Grafana Dashboards to Import
Don't build dashboards from scratch. Import these community dashboards and customize as needed:
| Dashboard ID | Name | What it monitors |
|---|---|---|
| 1860 | Node Exporter Full | System metrics (CPU, RAM, disk, network) |
| 14282 | cAdvisor Exporter | Per-container resource usage |
| 13639 | Loki & Promtail | Log volume, error rates |
| 3662 | Prometheus 2.0 Overview | Prometheus self-monitoring |
| 9628 | PostgreSQL Database | Database performance (requires postgres_exporter) |
In Grafana, go to Dashboards > Import, enter the dashboard ID, select your data source, and you'll have professional-looking dashboards in seconds.
The Honest Take
Building a monitoring stack takes an afternoon. Maintaining it takes a few hours per month -- updating images, tuning alert thresholds, adding exporters for new services, and occasionally expanding storage.

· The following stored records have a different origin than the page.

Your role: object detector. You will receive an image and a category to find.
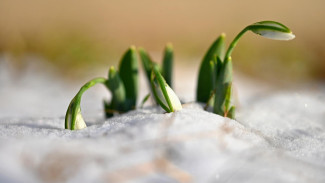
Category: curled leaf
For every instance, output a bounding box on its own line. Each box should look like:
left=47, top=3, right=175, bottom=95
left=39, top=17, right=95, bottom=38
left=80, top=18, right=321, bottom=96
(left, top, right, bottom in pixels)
left=150, top=66, right=182, bottom=112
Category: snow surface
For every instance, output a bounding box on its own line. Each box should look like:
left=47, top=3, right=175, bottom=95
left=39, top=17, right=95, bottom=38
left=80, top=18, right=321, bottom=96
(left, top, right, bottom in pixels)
left=0, top=56, right=325, bottom=183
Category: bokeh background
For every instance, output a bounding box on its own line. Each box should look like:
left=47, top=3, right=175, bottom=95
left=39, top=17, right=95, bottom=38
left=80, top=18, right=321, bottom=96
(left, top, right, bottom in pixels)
left=0, top=0, right=325, bottom=84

The investment pays for itself the first time you catch a disk filling up before it crashes your database, or notice a memory leak before it takes down your server. Without monitoring, these problems announce themselves as outages. With monitoring, they're items on your maintenance checklist.
Start with the full Docker Compose stack above, import the recommended dashboards, configure the alert rules, and write a runbook for each alert. That's your operations foundation. Everything else -- additional exporters, custom dashboards, long-term storage with Thanos -- can be added incrementally as your homelab grows.